Thursday, October 01, 2009

October 1, 2009

What a glorious night!  Mom slept completely peaceful the entire night!  Just as a mother does with a newborn, I didn't sleep, except between 2:00 and 4:00, as I lay listening for any sign of a problem.  There were none!!  When I woke up at 4:00 I listened and didn't hear Mom breathing.  I went over and watched and I didn't see the covers move with her breaths.  I put my finger under her nose, and as I did, I accidentally touched her lip and she raised her hand to her lip and looked at me.  I rubbed her cheek and said I was sorry I woke her.  She said, "Did you hear the Lima News just hit the porch?  I worried that it would wake you."  I couldn't believe it.  She made complete sense...and is still worrying about someone else.  Oh, God, I love her so much.

She went back to sleep and I couldn't help but notice how pale and frail she looks.  Every night we think we are nearing the end of our journey, but she does something to rally a bit in the morning.  Her body is defying her, but her mind remains sharp most of the time.

Nurse Lisa came and thought Mom looked 'not as good'.  She said her pulse was weaker and slower.  BP 100/50  I could see concern in Lisa's eyes.  We talked about the fact that Mom's voice is so raspy, and I told her that it gets weaker as the day goes on.  It makes me feel good when Lisa is here and looking after Mom.
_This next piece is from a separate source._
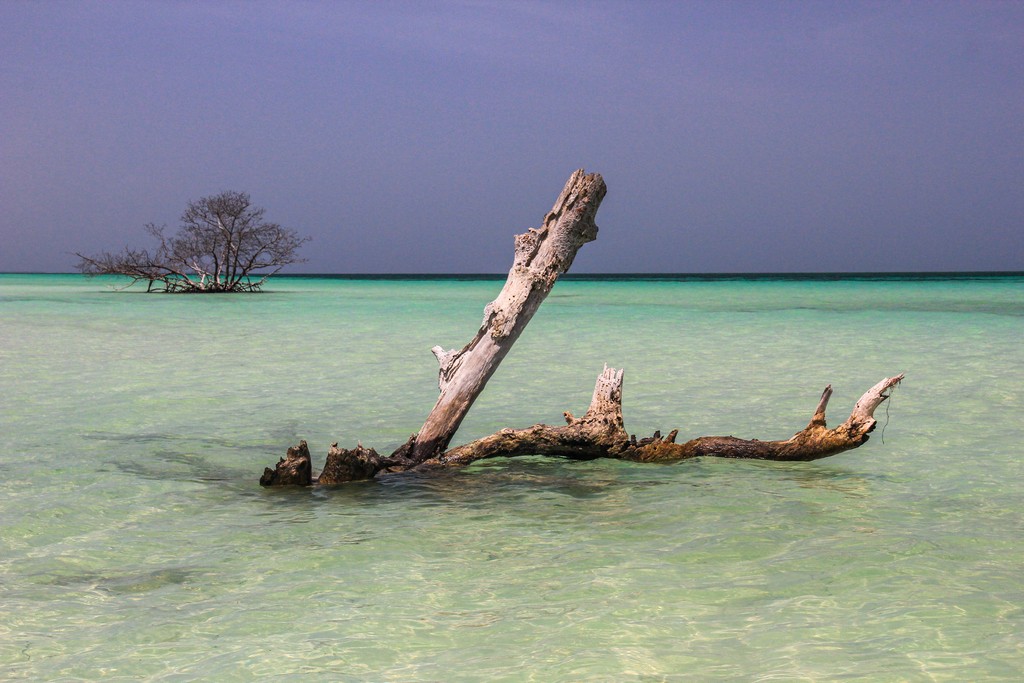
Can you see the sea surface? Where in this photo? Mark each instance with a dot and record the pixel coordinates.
(136, 545)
Janet came carrying a big basket of goodies to eat and an apple pizza, which Krista immediately dove into!  She knows I like Ray's chicken salad and she brought all the makings for sandwiches, along with nuts, grapes and apple juice...just like a picnic lunch!  She's so sweet, and so helpful.  I bug her constantly about Mom's health and she always tries to answer my zillions of questions the best she can....and she keeps coming back!!  LOL

Joyce brought Mom, and us, communion and then visited for awhile.  She knows all the right words to say.

I was so happy to see Jeanne at the door!  I haven't seen her in too long and she ALWAYS makes me laugh!  Today she made Mom laugh, too, a lot, and that was so good for her!  She came with her famous Yummy Potatoes and chicken wings, and my favorite appetizer...crescent roll ups.  I told everyone how awful they were so I could have them all to myself...but it didn't work.  Krista discovered them!  I even went so far as to hide them in the back of the refrigerator!  Mom likes the rice krispie bars she brought, too.

Mom got a nice surprise today when Fed Ex came with a box of the most beautiful and enormous strawberries from Michelle, Jeff, Jacob and Megan!  They were the freshest strawberries covered in luscious chocolates, nuts and coconuts and DELICIOUS!  Mom really loved them!  Jacob and Megan...you did a GREAT job of picking them out!  Thank you so much!  We love you!

For dinner tonight we sure enjoyed Dede's scrumptious baked spaghetti, garlic bread and salad.  Thanks so much Dede, and to everyone, for all of the kindnesses you are showing our family.  We appreciate everything, and hugs, ears, and tears, too.

In yesterday's Lima paper, there was an obituary of Walter H. Moenter from Delphos.  Mom read it and said, "I hope when I get to the Pearlie Gates, God puts me with Dad and not this guy!"  LOL  (Dad is Walter C. Moenter.)

Mike made up and froze some little DQ cones and Mom had one and a half of them at bedtime.  Actually, Mom stayed awake most all of today!